Hello Building Expert!
A PH only makes sense if there is also a person in the house during the day – the residents’ body heat is also considered in the calculation for the PH standard. [...]
From my point of view, KfW 70 is currently economically sensible; with the red competitor colleague, also KfW 55, because their wall construction allows for it anyway. Only the exhaust air heat pump should be replaced by another system.
What are the reasons that you are considering KfW 40 or PH?
Thanks for the information that a PH only makes sense if a person is in the house during the day. That will probably not be the case for us in the future.
The reasons for our consideration of KfW 40 or PH are that we are not only thinking about the current situation but (naively?) hope to still be living in the house in 40 or 50 years. We do not want energy costs to eat us up then.
If you stick with KfW 55 – the standard of the red competitor colleague – you will not manage with your above-mentioned costs. They use an exhaust air heat pump as standard, and this is not sufficient to properly heat a house. The internet is full of builders who have taken sobering notice that a house below PH standard with this system, which fundamentally corresponds to a controlled residential ventilation with heat recovery, just cannot be heated comfortably.
It should be KfW 55, yes. However, I am not currently sure who the red competitor is.

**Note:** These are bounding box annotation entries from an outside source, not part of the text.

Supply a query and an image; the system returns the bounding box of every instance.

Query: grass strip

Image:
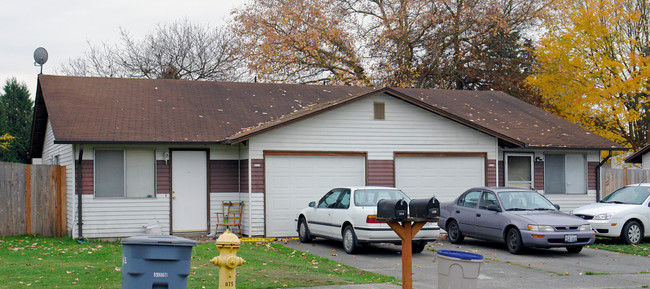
[0,236,399,289]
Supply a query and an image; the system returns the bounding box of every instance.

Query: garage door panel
[265,156,365,237]
[395,157,485,202]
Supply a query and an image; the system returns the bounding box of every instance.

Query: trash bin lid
[120,235,196,246]
[437,250,483,260]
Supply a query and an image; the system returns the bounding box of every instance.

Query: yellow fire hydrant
[210,229,246,289]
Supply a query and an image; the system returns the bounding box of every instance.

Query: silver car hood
[507,211,588,226]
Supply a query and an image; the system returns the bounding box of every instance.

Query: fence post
[25,165,32,235]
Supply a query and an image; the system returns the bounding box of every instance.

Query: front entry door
[171,151,208,233]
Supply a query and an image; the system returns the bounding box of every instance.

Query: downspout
[494,137,499,187]
[248,152,253,237]
[77,144,84,242]
[596,150,612,202]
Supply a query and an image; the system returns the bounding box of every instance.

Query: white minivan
[572,183,650,244]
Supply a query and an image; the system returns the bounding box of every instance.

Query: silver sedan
[438,187,595,254]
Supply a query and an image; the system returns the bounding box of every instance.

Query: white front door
[171,151,208,232]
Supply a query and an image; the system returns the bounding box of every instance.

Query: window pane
[126,150,156,198]
[544,154,564,194]
[565,154,587,194]
[95,150,124,197]
[506,156,533,189]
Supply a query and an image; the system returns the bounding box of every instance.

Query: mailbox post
[377,197,440,289]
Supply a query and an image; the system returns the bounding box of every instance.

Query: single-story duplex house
[31,75,624,238]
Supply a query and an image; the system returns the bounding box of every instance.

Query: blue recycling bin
[121,235,196,289]
[437,250,483,289]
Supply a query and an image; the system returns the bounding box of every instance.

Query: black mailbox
[409,197,440,219]
[377,199,408,220]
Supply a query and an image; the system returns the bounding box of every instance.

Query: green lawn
[0,236,399,289]
[588,238,650,256]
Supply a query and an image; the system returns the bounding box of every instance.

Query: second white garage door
[395,156,485,202]
[265,155,366,237]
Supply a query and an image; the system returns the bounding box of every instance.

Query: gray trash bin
[437,250,483,289]
[121,235,196,289]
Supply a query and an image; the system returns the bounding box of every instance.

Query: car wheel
[411,241,427,254]
[343,225,359,254]
[298,218,312,243]
[506,228,524,254]
[621,221,643,245]
[447,220,465,244]
[566,246,582,253]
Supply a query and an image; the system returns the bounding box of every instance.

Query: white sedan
[573,184,650,244]
[295,187,440,254]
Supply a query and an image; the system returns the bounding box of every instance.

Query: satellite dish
[34,47,47,74]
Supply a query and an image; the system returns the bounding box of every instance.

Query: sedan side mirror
[487,204,501,212]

We were at a local builder planner yesterday who left a very good impression on us and also spoke about gas condensing boilers in connection with ventilation.

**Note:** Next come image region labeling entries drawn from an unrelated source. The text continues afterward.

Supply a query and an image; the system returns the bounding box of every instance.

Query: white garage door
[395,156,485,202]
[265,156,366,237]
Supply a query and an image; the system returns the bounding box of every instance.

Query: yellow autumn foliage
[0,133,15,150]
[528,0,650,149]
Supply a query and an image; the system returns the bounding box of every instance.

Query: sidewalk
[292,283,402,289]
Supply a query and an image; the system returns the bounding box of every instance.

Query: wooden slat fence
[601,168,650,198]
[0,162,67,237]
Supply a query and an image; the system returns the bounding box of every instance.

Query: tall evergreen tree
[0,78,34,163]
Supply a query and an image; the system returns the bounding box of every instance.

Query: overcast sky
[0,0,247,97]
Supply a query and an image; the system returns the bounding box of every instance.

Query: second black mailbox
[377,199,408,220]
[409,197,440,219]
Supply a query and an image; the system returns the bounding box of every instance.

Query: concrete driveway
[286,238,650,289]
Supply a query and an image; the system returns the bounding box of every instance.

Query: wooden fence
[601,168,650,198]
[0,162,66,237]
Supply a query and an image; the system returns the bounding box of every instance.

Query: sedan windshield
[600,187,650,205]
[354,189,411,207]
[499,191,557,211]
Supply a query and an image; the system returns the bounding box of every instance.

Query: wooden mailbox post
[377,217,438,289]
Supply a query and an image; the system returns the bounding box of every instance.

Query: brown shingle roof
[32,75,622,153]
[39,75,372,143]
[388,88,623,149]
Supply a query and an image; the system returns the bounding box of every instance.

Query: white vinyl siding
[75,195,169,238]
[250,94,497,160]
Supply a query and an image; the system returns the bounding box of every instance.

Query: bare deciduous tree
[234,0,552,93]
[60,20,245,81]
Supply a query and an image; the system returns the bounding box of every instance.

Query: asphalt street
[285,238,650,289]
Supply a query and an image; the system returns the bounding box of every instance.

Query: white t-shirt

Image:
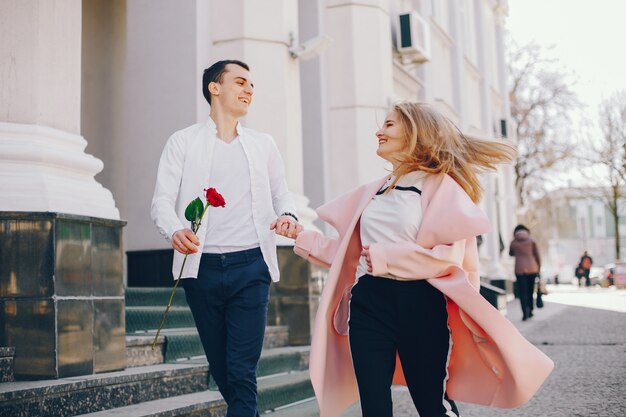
[356,171,426,278]
[203,137,259,253]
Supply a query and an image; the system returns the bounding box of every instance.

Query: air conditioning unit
[396,10,430,63]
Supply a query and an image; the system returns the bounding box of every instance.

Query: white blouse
[356,171,426,278]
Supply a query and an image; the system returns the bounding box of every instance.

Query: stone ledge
[126,336,165,368]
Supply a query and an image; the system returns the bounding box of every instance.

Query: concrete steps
[0,288,313,417]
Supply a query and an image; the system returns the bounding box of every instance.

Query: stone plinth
[0,212,126,379]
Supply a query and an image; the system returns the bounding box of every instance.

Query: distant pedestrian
[576,251,593,287]
[509,224,541,321]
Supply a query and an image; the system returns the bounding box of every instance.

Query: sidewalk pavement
[393,285,626,417]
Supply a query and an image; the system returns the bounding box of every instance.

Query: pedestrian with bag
[509,224,541,321]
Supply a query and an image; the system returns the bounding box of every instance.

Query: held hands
[361,246,372,272]
[270,216,304,239]
[172,229,200,255]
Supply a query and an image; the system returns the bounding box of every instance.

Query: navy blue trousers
[349,275,459,417]
[182,248,272,417]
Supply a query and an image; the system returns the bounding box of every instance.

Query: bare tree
[507,41,581,205]
[592,91,626,259]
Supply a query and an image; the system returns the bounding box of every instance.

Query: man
[576,251,593,287]
[152,60,300,417]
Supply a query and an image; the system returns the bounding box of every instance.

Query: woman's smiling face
[376,110,407,169]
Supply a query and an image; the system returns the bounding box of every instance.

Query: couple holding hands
[152,60,553,417]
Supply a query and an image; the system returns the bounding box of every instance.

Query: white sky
[506,0,626,188]
[506,0,626,110]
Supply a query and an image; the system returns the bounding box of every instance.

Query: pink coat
[294,175,554,417]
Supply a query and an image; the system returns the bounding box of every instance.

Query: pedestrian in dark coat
[509,224,541,320]
[576,251,593,287]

In my opinion, a basement only makes sense if it either results from a hillside location (the necessary earthworks for such a plot are not trivial, so a basement always pays off) or if the basement is converted into living space. Because usually, the following happens with a pure utility basement: the desired basement is fully used as storage space. Maybe one or two parties are held in the larger rear basement; but soon the person responsible for household chores realizes that the terrace and garden are much easier to clean after a party. After that, the basement hosts the house connections, possibly the washing machine and dryer, and a storage room – the rest is used as a warehouse. For moving boxes, furniture the builders do not want to part with, decorations, etc.
For a house of size 140/150 sqm, the pure utility basement costs about EUR 40,000, and a finished living basement another + EUR 20,000 for necessary insulation, underfloor heating, living room windows and interior plaster. Floor and wall coverings not yet included. For this money, you can better build above ground; unless you want to create a utility garden and need storage space for the harvest of potatoes & co., as demonstrated by the generation of our parents.

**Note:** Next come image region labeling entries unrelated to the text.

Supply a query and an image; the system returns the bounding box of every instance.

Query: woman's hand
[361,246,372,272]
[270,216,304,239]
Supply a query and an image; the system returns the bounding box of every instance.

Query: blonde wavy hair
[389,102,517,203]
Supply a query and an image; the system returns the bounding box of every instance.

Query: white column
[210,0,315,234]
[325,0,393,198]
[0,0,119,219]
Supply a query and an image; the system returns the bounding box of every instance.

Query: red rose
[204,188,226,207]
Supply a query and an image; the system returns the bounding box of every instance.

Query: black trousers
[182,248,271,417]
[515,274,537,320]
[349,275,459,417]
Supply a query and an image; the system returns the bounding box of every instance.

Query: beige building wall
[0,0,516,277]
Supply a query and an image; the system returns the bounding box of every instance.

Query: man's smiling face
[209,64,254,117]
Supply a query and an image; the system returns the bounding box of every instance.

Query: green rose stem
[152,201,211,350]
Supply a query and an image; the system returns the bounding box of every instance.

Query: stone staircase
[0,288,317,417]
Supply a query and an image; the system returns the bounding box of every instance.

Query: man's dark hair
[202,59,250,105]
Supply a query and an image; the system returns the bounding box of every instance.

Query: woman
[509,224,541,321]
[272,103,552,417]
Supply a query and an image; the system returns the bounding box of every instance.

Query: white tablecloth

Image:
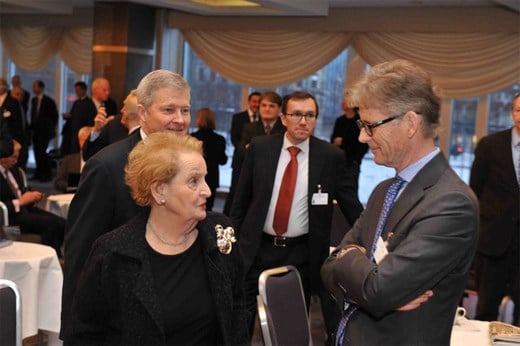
[0,242,63,338]
[45,193,74,219]
[451,319,491,346]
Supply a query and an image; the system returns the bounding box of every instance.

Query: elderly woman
[65,132,249,345]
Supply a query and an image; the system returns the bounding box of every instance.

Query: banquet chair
[256,295,278,346]
[0,279,22,346]
[258,266,312,345]
[0,201,42,245]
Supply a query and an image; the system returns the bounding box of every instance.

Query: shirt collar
[282,132,310,153]
[398,147,441,182]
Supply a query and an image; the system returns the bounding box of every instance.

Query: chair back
[0,279,22,346]
[256,295,278,346]
[0,201,9,226]
[258,266,312,345]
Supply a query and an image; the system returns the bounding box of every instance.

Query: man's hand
[93,107,114,132]
[395,290,433,312]
[18,191,43,205]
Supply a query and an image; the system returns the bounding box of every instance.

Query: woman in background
[65,132,249,345]
[192,108,227,211]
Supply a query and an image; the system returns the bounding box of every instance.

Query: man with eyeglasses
[321,60,478,345]
[230,92,363,342]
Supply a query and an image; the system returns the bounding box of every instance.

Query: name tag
[374,236,388,264]
[311,192,329,205]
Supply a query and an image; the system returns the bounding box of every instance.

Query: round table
[0,242,63,338]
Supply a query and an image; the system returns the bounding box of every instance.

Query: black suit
[31,95,58,180]
[62,131,145,338]
[470,129,520,324]
[60,96,97,156]
[0,167,65,257]
[231,134,363,338]
[82,115,128,161]
[0,95,29,169]
[192,129,227,211]
[224,119,286,215]
[223,110,251,215]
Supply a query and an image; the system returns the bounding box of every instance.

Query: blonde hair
[350,59,441,138]
[125,132,203,206]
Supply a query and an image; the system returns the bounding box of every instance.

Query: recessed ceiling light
[191,0,260,7]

Yes, the basement is a tricky thing... it should not become living space, but... we cannot simply add another “crawl space floor” on top, especially here in Gö, where usually not even the construction of two upper floors is allowed.
But maybe the attic should be roughly converted and then used as a storage room, if it will not be a flat roof/hipped roof or similar. It is indeed true that 40k€ is quite expensive just for a crawl space storage – thanks for the advice!